Created on 07-28-2015 06:00 AM - edited 09-16-2022 02:36 AM
Hi,
we recently upgraded our cloudera cluster from 4.5.x to 5.4.3. I upgraded the clients as well and followed the maven client documentation of cloudera 5. I just included
the hadoop-client.jar in version 2.6.0-mr1-cdh5.4.3. Everything worked fine except the calls to org.apache.hadoop.fs.FileSystem.get() which fail with an exception
that FileSystem Providers like S3FileSystem, KosmosFileSystem etc are not available. I noticed that these classes were included in the hadoop-client 2.0.0-mr1-cdh4.5.0
(hadoop-common) but not longer in the 5.x.x versions. Some moved to different jars (S3FileSystem to hadoop-aws) other like KosmosFileSystem i could not find
at all.
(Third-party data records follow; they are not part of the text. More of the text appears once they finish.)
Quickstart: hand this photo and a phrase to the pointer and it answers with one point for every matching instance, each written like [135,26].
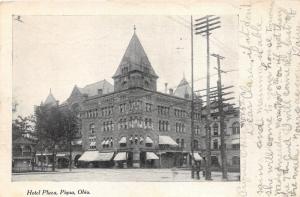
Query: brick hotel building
[131,124]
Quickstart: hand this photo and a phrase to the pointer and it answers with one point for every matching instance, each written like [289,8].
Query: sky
[59,52]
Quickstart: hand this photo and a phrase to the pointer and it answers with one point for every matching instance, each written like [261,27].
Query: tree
[56,126]
[22,126]
[71,129]
[50,127]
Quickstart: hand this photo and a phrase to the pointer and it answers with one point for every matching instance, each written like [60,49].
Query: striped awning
[89,156]
[149,140]
[123,140]
[105,156]
[197,157]
[235,141]
[151,155]
[166,140]
[121,156]
[96,156]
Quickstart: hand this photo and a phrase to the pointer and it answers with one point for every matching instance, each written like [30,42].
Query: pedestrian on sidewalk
[174,172]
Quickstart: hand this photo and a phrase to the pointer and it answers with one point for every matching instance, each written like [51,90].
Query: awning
[61,155]
[235,141]
[151,155]
[120,156]
[38,154]
[166,140]
[89,156]
[197,157]
[105,156]
[149,140]
[76,142]
[122,140]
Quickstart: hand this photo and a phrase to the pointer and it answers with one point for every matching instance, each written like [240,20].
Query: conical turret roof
[50,99]
[135,58]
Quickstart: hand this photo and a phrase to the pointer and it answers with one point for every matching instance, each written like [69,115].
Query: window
[148,107]
[195,144]
[235,160]
[182,143]
[215,129]
[215,144]
[235,128]
[92,128]
[163,125]
[235,146]
[111,142]
[92,141]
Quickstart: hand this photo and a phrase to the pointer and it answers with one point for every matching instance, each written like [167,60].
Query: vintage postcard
[152,98]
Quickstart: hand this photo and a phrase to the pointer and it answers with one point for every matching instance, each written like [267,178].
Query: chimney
[100,91]
[166,88]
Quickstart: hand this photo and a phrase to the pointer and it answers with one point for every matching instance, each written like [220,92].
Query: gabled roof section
[23,140]
[92,89]
[135,58]
[50,99]
[76,91]
[183,89]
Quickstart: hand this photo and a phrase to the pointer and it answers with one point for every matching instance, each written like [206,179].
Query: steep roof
[22,140]
[50,99]
[92,89]
[183,89]
[135,58]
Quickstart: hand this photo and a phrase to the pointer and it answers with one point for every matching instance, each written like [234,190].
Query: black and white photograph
[150,98]
[125,98]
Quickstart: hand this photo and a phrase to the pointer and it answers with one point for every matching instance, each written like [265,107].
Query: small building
[22,154]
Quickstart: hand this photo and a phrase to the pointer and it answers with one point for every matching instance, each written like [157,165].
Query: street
[100,174]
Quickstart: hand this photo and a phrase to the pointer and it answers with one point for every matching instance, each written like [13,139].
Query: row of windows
[135,122]
[107,111]
[180,142]
[197,130]
[108,126]
[93,113]
[197,116]
[179,113]
[162,110]
[107,142]
[179,127]
[163,125]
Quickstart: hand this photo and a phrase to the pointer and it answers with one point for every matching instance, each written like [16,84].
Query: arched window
[235,160]
[159,125]
[225,128]
[195,144]
[215,129]
[182,143]
[92,128]
[235,128]
[215,144]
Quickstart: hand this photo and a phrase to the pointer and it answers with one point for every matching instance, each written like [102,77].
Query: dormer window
[124,70]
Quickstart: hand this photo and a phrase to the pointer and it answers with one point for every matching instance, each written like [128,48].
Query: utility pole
[192,102]
[204,26]
[221,115]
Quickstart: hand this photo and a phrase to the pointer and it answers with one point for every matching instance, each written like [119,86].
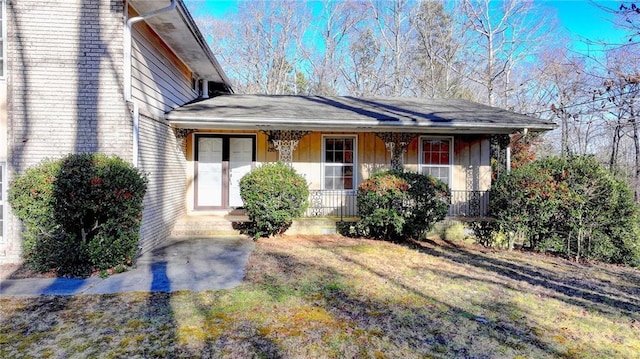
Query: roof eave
[184,39]
[360,126]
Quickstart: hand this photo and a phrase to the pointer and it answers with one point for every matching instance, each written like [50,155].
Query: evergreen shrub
[81,213]
[574,207]
[398,205]
[273,195]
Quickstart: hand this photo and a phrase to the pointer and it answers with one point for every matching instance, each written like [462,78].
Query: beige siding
[161,156]
[471,168]
[160,80]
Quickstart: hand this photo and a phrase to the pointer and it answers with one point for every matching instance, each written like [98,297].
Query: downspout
[127,72]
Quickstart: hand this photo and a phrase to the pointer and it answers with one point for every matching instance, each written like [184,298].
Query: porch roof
[318,113]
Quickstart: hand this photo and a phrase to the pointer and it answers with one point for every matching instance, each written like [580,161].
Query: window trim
[323,164]
[422,165]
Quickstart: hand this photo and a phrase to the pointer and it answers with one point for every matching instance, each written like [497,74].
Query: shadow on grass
[567,289]
[428,330]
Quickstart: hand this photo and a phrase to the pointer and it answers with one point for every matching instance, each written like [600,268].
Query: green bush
[398,205]
[574,207]
[273,195]
[81,213]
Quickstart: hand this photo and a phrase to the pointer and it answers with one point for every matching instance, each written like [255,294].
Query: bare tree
[326,57]
[364,66]
[500,34]
[261,49]
[622,90]
[435,53]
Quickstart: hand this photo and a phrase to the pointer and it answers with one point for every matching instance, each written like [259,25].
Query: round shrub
[399,205]
[273,195]
[573,206]
[81,213]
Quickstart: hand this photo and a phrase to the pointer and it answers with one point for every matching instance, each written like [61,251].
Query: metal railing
[469,204]
[332,203]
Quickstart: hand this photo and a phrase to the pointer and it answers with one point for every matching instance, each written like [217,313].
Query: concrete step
[207,225]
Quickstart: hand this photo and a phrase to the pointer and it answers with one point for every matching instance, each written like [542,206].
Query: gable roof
[280,112]
[180,32]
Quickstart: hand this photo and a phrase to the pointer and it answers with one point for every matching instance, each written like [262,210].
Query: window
[339,163]
[436,158]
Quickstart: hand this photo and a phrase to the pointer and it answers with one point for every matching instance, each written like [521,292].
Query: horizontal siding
[471,170]
[160,82]
[161,157]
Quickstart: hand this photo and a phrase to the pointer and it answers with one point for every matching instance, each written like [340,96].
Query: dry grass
[332,297]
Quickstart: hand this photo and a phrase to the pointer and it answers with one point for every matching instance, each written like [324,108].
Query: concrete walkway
[194,264]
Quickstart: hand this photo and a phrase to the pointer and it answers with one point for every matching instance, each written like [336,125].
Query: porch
[343,204]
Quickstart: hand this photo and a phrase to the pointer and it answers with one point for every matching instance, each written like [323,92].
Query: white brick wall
[65,95]
[64,86]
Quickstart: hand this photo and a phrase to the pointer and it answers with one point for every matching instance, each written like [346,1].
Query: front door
[221,161]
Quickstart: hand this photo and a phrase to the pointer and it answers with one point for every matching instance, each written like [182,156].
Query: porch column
[499,153]
[285,141]
[396,144]
[181,137]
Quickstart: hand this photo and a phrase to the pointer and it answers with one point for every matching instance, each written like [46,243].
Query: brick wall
[64,85]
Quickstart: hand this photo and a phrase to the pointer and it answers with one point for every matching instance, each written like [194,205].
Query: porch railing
[328,203]
[469,204]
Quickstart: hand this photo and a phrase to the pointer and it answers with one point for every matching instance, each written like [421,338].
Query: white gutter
[127,44]
[127,72]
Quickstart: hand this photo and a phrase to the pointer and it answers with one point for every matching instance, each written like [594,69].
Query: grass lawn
[332,297]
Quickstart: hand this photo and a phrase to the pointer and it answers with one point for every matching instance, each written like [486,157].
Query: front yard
[333,297]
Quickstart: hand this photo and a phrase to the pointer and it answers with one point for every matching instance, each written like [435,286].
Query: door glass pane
[209,172]
[240,162]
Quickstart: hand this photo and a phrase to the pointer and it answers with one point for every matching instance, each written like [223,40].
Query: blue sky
[582,19]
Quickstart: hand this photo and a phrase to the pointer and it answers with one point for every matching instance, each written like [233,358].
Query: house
[136,78]
[337,142]
[98,76]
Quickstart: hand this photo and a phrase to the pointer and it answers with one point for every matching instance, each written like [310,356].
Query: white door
[209,171]
[240,160]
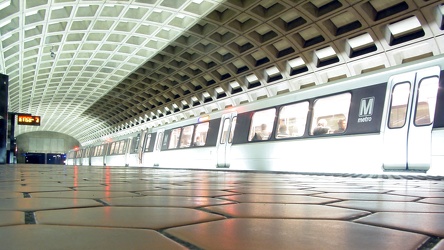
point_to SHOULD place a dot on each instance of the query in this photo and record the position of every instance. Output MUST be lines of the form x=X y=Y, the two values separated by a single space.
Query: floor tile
x=83 y=194
x=368 y=196
x=294 y=234
x=130 y=217
x=439 y=201
x=67 y=238
x=272 y=191
x=189 y=192
x=425 y=223
x=120 y=188
x=34 y=204
x=11 y=218
x=269 y=210
x=278 y=198
x=439 y=246
x=169 y=201
x=390 y=206
x=424 y=194
x=6 y=195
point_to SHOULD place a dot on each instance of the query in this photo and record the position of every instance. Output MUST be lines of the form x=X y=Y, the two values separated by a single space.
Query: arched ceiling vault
x=92 y=69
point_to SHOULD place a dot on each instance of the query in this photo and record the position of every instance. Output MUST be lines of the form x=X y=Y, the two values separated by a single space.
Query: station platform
x=83 y=207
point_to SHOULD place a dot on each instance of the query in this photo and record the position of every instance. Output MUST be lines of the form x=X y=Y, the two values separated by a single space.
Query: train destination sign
x=33 y=120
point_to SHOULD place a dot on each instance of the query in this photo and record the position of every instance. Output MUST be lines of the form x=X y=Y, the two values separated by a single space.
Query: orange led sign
x=33 y=120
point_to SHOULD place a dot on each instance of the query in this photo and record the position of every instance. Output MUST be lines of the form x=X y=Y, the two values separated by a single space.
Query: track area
x=82 y=207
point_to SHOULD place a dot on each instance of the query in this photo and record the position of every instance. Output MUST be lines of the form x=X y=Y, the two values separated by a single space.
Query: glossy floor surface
x=80 y=207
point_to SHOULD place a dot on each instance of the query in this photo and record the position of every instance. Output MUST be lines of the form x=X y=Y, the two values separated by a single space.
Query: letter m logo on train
x=366 y=106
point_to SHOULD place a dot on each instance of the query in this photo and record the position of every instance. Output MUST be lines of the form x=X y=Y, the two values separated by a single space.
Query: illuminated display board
x=28 y=120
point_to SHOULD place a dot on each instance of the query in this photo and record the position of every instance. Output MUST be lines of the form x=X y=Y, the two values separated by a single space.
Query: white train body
x=394 y=122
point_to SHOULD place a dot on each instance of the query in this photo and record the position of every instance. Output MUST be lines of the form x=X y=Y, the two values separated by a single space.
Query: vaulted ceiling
x=96 y=68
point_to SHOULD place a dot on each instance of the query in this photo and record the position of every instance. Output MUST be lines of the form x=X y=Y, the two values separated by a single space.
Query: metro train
x=387 y=120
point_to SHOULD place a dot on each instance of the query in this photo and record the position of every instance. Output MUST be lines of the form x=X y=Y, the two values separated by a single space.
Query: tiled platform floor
x=80 y=207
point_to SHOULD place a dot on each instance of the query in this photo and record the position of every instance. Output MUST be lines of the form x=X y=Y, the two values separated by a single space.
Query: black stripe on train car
x=439 y=110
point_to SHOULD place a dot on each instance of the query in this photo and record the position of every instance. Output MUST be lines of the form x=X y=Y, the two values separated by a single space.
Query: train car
x=388 y=120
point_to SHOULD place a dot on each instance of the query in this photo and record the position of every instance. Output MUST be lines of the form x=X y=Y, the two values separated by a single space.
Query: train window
x=174 y=138
x=185 y=138
x=111 y=151
x=122 y=147
x=200 y=137
x=135 y=144
x=233 y=126
x=292 y=120
x=330 y=114
x=262 y=125
x=159 y=141
x=425 y=104
x=398 y=107
x=147 y=142
x=225 y=127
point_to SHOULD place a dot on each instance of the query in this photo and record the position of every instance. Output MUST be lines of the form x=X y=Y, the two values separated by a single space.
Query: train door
x=228 y=123
x=141 y=147
x=408 y=133
x=158 y=146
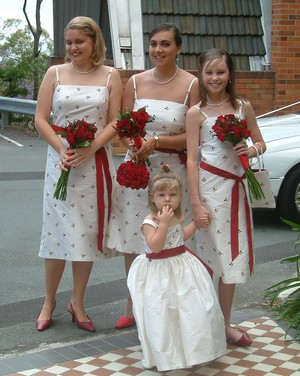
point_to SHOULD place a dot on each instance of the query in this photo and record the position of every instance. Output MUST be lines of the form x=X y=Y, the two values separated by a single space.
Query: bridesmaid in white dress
x=73 y=230
x=167 y=92
x=178 y=317
x=216 y=185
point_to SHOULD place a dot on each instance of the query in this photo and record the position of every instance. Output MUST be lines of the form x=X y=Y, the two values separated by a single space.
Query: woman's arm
x=256 y=135
x=109 y=132
x=43 y=111
x=193 y=122
x=189 y=230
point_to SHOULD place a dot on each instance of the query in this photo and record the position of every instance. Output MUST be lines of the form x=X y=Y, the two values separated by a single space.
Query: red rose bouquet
x=79 y=134
x=233 y=129
x=131 y=124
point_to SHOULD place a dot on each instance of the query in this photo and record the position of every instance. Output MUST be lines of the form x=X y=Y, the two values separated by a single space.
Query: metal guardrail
x=17 y=106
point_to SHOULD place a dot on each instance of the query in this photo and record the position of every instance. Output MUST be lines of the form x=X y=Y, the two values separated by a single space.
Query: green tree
x=21 y=70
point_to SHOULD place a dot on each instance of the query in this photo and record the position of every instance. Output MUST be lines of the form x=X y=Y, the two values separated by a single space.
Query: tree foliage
x=23 y=61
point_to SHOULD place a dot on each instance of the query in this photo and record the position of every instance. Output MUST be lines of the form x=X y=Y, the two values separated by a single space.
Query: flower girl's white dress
x=176 y=308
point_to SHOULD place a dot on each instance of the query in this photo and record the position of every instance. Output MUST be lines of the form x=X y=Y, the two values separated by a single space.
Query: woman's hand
x=75 y=157
x=241 y=148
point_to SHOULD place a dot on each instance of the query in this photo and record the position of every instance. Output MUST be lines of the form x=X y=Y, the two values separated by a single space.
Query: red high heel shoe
x=245 y=339
x=84 y=325
x=125 y=322
x=44 y=324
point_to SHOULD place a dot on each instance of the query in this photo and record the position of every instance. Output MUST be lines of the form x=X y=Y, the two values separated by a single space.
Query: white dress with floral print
x=214 y=243
x=70 y=228
x=131 y=206
x=176 y=308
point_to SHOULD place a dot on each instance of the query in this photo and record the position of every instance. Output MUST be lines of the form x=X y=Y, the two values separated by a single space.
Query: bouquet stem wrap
x=233 y=129
x=131 y=124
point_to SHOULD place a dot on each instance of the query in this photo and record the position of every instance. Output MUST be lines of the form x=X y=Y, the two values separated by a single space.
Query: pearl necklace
x=77 y=71
x=164 y=82
x=218 y=104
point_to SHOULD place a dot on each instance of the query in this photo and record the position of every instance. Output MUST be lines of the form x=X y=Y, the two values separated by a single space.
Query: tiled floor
x=120 y=355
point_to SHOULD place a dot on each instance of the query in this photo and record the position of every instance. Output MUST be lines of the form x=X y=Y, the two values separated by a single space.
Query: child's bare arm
x=189 y=230
x=156 y=238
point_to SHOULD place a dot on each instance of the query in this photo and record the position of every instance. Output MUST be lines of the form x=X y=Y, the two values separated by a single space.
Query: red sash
x=102 y=174
x=171 y=252
x=234 y=228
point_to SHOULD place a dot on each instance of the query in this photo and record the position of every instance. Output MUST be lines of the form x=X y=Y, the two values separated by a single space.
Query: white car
x=282 y=160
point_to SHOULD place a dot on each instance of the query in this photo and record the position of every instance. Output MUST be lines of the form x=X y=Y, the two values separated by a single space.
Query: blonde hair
x=162 y=180
x=89 y=27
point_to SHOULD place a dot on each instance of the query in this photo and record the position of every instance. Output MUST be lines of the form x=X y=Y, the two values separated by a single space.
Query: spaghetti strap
x=57 y=74
x=108 y=77
x=201 y=112
x=134 y=87
x=189 y=90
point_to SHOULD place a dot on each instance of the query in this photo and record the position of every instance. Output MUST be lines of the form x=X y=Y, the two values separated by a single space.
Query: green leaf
x=291 y=224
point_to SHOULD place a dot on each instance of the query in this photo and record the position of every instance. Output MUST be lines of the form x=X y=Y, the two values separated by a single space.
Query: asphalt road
x=22 y=162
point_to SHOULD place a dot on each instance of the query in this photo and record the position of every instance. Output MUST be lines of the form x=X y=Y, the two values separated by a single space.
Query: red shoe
x=44 y=324
x=245 y=339
x=84 y=325
x=125 y=322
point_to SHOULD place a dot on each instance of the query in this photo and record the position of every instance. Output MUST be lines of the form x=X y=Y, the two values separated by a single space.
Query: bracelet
x=157 y=143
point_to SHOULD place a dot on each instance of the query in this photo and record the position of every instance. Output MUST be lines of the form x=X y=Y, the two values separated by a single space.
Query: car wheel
x=288 y=201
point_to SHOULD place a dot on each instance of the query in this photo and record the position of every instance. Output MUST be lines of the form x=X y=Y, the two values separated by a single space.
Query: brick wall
x=285 y=51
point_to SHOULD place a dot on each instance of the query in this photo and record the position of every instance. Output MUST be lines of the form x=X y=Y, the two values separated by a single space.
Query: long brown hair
x=216 y=55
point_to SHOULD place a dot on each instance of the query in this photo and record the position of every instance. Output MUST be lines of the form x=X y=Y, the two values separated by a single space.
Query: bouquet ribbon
x=181 y=153
x=234 y=227
x=102 y=176
x=171 y=252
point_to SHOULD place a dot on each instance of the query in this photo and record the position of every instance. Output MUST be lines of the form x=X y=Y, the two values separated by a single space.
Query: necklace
x=77 y=71
x=164 y=82
x=218 y=104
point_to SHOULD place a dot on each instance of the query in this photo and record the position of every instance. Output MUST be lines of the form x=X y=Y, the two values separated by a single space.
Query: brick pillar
x=285 y=51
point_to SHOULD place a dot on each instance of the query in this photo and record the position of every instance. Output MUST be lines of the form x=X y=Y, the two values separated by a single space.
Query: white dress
x=233 y=260
x=131 y=206
x=179 y=320
x=73 y=229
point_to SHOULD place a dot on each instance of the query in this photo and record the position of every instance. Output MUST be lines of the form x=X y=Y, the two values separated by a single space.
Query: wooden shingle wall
x=233 y=25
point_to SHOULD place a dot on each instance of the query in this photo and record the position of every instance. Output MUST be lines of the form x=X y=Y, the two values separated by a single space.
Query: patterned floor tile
x=269 y=355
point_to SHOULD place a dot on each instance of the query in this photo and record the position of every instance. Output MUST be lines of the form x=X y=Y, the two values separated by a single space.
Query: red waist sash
x=102 y=175
x=171 y=252
x=234 y=226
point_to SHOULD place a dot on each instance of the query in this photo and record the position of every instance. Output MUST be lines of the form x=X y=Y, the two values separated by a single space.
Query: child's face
x=167 y=196
x=215 y=76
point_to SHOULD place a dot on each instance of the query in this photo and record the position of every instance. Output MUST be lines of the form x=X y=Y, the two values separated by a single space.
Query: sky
x=14 y=9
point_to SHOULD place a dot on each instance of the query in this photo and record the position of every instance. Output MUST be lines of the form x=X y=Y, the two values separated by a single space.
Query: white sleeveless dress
x=234 y=262
x=72 y=229
x=176 y=308
x=131 y=206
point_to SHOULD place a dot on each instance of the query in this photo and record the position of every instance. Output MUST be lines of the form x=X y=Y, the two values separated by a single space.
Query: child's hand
x=166 y=214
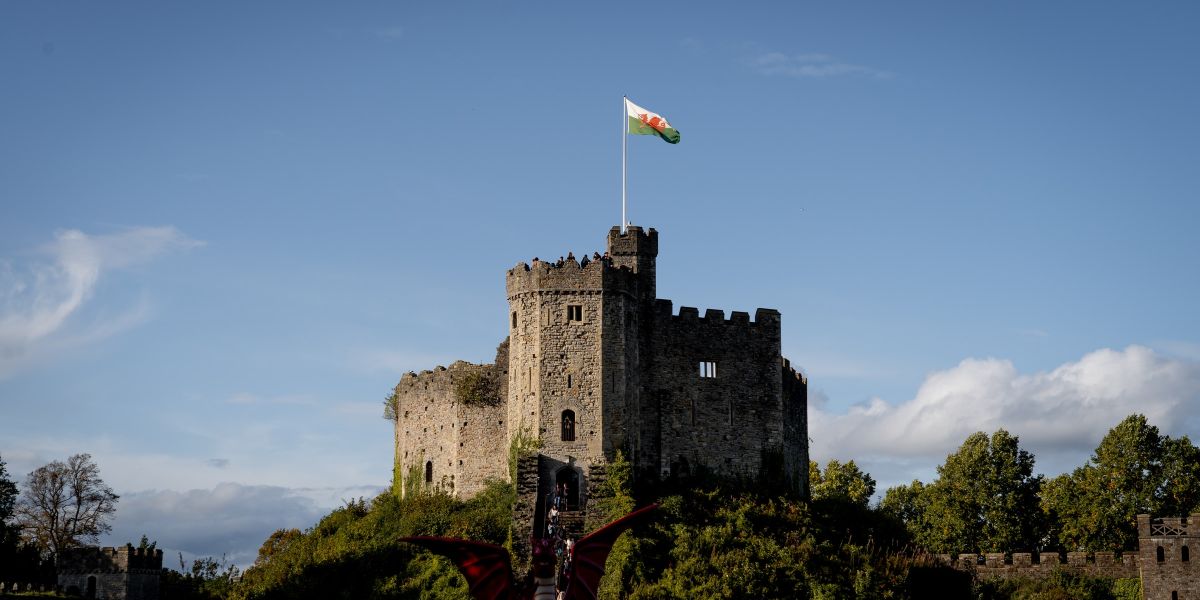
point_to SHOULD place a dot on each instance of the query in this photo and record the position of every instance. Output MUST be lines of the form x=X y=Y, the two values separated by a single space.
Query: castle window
x=568 y=425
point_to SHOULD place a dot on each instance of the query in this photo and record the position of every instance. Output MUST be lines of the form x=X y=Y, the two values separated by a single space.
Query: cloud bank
x=39 y=298
x=1060 y=415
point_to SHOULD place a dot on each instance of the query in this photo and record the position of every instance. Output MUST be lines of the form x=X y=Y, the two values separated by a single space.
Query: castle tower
x=574 y=357
x=1165 y=547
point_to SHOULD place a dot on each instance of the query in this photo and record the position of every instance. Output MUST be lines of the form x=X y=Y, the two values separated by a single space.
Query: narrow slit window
x=568 y=425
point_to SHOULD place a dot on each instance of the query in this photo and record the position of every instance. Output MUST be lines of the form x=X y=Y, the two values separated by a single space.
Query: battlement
x=571 y=276
x=1168 y=527
x=109 y=559
x=633 y=241
x=1030 y=564
x=714 y=317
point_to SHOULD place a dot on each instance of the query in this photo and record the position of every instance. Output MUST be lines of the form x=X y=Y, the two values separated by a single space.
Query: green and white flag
x=645 y=123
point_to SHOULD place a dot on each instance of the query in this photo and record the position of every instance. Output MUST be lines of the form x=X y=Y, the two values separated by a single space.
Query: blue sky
x=226 y=229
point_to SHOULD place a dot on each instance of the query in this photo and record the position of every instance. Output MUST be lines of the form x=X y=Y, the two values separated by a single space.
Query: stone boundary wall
x=1027 y=564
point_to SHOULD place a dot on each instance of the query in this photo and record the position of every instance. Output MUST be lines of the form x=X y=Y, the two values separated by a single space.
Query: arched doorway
x=569 y=477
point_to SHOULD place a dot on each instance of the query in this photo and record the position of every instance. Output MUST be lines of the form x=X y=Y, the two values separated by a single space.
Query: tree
x=65 y=504
x=840 y=481
x=985 y=498
x=7 y=498
x=1134 y=471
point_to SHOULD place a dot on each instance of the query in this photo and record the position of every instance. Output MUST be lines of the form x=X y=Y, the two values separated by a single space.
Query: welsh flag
x=645 y=123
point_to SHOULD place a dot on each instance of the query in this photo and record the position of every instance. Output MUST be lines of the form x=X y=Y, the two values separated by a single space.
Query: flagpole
x=624 y=141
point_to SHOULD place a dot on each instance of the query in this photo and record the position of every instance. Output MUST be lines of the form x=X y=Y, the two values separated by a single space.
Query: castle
x=1163 y=561
x=594 y=363
x=117 y=574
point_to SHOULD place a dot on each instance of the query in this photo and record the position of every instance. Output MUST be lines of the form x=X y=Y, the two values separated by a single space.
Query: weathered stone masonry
x=1163 y=561
x=594 y=364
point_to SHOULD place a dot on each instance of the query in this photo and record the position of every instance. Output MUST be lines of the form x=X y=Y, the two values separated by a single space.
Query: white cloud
x=37 y=299
x=1060 y=415
x=810 y=65
x=229 y=519
x=377 y=360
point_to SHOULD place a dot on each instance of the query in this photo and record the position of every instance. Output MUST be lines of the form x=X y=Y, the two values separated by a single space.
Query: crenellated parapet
x=109 y=559
x=595 y=276
x=763 y=318
x=1037 y=565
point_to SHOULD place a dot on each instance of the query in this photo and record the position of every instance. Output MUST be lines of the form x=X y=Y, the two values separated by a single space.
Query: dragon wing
x=486 y=567
x=592 y=551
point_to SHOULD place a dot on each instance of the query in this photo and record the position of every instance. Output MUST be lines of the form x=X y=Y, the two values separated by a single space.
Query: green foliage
x=1133 y=471
x=478 y=388
x=523 y=444
x=844 y=481
x=354 y=553
x=1059 y=586
x=985 y=499
x=390 y=405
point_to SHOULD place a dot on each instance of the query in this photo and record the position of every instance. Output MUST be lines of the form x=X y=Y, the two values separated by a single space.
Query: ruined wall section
x=444 y=443
x=1167 y=553
x=796 y=427
x=727 y=423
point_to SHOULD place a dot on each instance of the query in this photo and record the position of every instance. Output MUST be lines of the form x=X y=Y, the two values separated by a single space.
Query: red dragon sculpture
x=489 y=568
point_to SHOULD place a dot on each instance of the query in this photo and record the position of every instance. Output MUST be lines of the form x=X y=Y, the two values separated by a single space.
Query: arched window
x=568 y=425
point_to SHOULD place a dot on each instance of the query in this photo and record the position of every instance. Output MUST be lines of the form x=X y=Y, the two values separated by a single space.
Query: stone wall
x=119 y=574
x=595 y=364
x=1035 y=565
x=1169 y=570
x=445 y=443
x=725 y=423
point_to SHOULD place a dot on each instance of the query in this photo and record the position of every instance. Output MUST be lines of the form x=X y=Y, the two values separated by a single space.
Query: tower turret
x=636 y=250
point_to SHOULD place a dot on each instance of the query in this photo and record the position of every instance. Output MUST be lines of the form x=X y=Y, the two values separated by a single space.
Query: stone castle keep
x=594 y=363
x=117 y=574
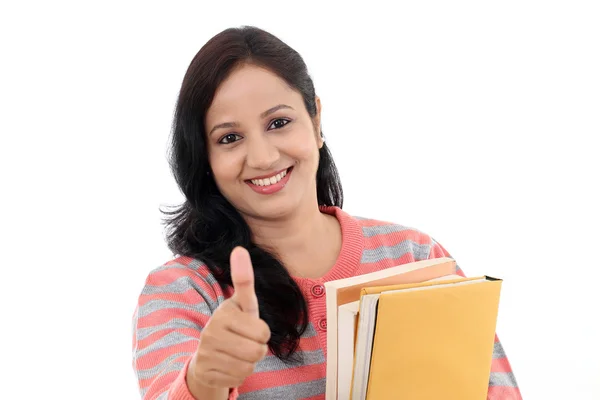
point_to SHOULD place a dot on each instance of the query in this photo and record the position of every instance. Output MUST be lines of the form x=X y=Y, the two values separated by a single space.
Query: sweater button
x=323 y=324
x=318 y=290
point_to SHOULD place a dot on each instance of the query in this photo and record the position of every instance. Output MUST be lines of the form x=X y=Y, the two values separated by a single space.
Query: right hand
x=234 y=339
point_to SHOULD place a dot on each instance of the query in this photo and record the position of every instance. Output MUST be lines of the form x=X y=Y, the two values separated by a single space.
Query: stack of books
x=414 y=331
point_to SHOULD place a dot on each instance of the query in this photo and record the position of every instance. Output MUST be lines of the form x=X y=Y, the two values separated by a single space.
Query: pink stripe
x=165 y=315
x=504 y=393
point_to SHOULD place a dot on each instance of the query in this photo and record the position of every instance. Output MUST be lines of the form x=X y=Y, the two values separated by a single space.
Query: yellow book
x=430 y=340
x=347 y=290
If I mix 4.5.x and 5.4.x jars its starting to get messy (what a suprise :-))
In general i am wondering why i have to provide these classes if i dont use them.
I looked in the hadoop config files (core-site, core-default, hdfs-site) for a property which FileSystems providers to load, but was not able to find one.
So in the end I have 2 questions.
1. Do I really have to provide all FileSystem Provider classes and if so how to find out where for example KosmosFileSystem is located ?
2. How to tell FileSystem class which providers to support?
In general what is the best practice to have a client which uses FileSystem.get() to access the required file system?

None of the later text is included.